Where a prose party objects to an R&R, "the court reads his objections `liberally and will interpret them to raise the strongest arguments that they suggest.'" Velasquez v. Metro Fuel Oil Corn., 12 F.Supp.3d 387, 398 (E.D.N.Y. 2014) (quoting Burgos v. Hopkins, 14 F.3d 787, 780 (2d Cir. 1994)). However, a court "need not argue a prose litigant's case nor create a case for the prose which does not exist." Molina v. State of N.Y., 956 F.Supp. 257, 259 (E.D.N.Y. 1995).

Plaintiffs objections are entitled only to clear error review because they are either conclusory or are simply reiterations of his original arguments. First, Petitioner asserts that Judge Bloom is biased and prejudiced against him, and that she should have recused herself from this case. (Pl.'s Obj. at 1.) This objection is conclusory, as Petitioner does not present any explanation or evidence in support of his allegation. See Person v.

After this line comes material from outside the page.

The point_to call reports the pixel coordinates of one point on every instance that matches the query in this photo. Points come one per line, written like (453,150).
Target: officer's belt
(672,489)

General Motors Corn., 730 F.Supp. 516, 518 (W.D.N. Y. 1990) ("In general, unsubstantiated suggestions of personal bias or prejudice do not mandate recusal."). Petitioner's other objections simply repeat his arguments that he was deprived of his Sixth Amendment right to counsel. (See Pl.'s Obj. at 2; Pet. at 6-7, 9-10.) Judge Bloom fully addressed these arguments in her well-reasoned R&R. (See R&R at 14-20.) The court therefore has reviewed Judge Bloom's R&R for clear error and finds none. See Pall Corn., 249 F.R.D. at 51 ("When a party makes only conclusory or general objections, or simply reiterates his original arguments, the Court reviews the Report and Recommendation only for clear error." (internal quotation marks and citation omitted)). In addition, even under de novo review, the court finds no error.

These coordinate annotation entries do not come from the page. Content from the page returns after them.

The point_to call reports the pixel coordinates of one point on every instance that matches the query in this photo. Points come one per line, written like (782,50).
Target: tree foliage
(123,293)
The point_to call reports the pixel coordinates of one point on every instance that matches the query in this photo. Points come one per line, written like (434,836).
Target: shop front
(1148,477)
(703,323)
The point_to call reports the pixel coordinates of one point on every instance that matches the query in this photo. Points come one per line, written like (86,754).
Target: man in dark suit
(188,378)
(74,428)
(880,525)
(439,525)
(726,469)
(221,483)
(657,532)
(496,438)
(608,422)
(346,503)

Finding no error, the court OVERRULES Petitioner's objections, ADOPTS IN FULL the R&R and DENIES Petitioner's Petition for a writ of habeas corpus. See Porter v. Potter, 219 F. App'x 112 (2d Cir. 2007) (summary order). Because Petitioner has not made a substantial showing of the denial of a constitutional right, no certificate of appealability shall issue. See 28 U.S.C. § 2253(c)(2). The court certifies pursuant to 28 U.S.C. § 1915(a) that an appeal from this judgment would not be taken in good faith, and in forma pauperis status is therefore denied for the purpose of any appeal. See Coppedge v. United States, 369 U.S. 438, 444-45 (1962). The Clerk of Court is respectfully directed to enter judgment and close the case.

SO ORDERED.

FootNotes


1. The proper respondent in this case is the official who has custody of Petitioner, not the People of the State of New York. See 28 U.S.C. § 2243. Here, the District Attorney of Kings County represented Respondent by agreement with the Attorney General of the State of New York. (Resp. to Order to Show Cause (Dkt. 5) ¶ 2.)
2. The court granted Petitioner an extension oftime to file objections to the R&R. (Order (Dkt. 19).)